- O Conselho da Paz para Gaza, idealizado por Donald Trump, tem saldo zero na conta oficial.
- O Financial Times afirma que todas as doações foram depositadas em uma conta paralela, fora do fundo regulamentado.
- O fundo oficial, administrado pelo Banco Mundial e aprovado pela Organização das Nações Unidas, exigia prestação de contas aos Estados-membros.
- Até agora, os 17 bilhões de dólares prometidos para reconstrução não foram destinados a serviços de segurança e infraestrutura em Gaza.
- Doações menores foram usadas, como 20 milhões de dólares do Marrocos; Emirados Árabes Unidos destinam 100 milhões para formação de nova força policial.
O Conselho da Paz para Gaza, idealizado pelo presidente dos EUA, Donald Trump, apresentou saldo zerado na sua conta bancária oficial. A informação foi publicada pelo Financial Times na quarta-feira, 27, com base em apuração de que todas as doações para o funcionamento da entidade foram movidas para uma conta paralela fora do fundo regulamentado.

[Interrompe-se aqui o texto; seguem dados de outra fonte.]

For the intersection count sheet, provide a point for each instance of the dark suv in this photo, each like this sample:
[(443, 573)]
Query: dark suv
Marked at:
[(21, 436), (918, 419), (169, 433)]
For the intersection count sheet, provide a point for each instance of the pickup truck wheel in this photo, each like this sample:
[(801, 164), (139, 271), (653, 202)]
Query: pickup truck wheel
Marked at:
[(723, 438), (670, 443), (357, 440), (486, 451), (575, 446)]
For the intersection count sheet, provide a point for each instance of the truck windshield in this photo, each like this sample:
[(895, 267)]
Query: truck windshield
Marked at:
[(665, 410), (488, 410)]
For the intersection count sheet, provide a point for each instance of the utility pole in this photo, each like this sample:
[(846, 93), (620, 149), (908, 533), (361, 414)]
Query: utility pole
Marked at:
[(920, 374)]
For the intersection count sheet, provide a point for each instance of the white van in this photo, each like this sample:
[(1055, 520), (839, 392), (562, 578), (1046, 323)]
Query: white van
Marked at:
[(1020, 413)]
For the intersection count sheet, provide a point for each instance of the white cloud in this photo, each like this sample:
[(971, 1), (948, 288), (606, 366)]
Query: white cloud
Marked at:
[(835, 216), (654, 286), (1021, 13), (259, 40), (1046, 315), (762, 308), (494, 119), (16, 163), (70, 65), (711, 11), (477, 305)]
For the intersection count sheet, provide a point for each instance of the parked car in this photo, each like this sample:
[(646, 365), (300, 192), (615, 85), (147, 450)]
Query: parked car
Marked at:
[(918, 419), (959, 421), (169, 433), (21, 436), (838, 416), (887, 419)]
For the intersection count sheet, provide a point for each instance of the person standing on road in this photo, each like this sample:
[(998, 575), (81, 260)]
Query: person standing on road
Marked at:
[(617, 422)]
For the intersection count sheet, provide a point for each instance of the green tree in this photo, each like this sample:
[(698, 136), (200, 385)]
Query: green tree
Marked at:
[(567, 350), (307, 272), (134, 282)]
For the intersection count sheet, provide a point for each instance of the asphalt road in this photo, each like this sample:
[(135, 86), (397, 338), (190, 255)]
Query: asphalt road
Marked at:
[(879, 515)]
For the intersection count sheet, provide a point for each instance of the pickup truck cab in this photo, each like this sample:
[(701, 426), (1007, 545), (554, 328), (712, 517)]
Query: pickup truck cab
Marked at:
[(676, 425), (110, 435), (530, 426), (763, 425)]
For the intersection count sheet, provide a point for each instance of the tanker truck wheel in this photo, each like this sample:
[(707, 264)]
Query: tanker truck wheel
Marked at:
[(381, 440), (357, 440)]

Segundo o FT, o fundo oficial, gerido com apoio do Banco Mundial e aprovado pela Organização das Nações Unidas, exigia transparência e prestação de contas aos membros e contribuintes. No entanto, as doações teriam sido encaminhadas para uma conta no JPMorgan, sem um mecanismo independente de transparência.
Até o momento, os 17 bilhões de dólares prometidos para a reconstrução de Gaza não foram destinados a serviços de segurança e infraestrutura no enclave, de acordo com a Reuters. A reportagem indica que a organização recebeu apenas uma fração do montante acordado, o que comprometeu o andamento do plano apresentado pelos EUA.
Críticas e adesões
Desde a criação, em janeiro, o Conselho da Paz enfrentou ceticismo da comunidade internacional, com receios de que o empreendimento buscasse rivalizar com a ONU. A iniciativa acabou atraindo apoio de aliados ideológicos de Trump e de parceiros do Oriente Médio, além de países interessados em atrair favorecimentos.
A divulgação dos requisitos para participação também influenciou o interesse de nações. Observou-se que o valor de 1 bilhão de dólares para um assento permanente intimidadou alguns países, como a Indonésia, que descartou a adesão.
Doações menores foram efetuadas e utilizadas, como os 20 milhões de dólares do Marrocos para custear o escritório do alto representante Nikolai Mladenov. Outros recursos, no entanto, permanecem com aplicação incerta, como os 100 milhões de dólares prometidos pelos Emirados Árabes Unidos para a formação de uma nova força policial em Gaza.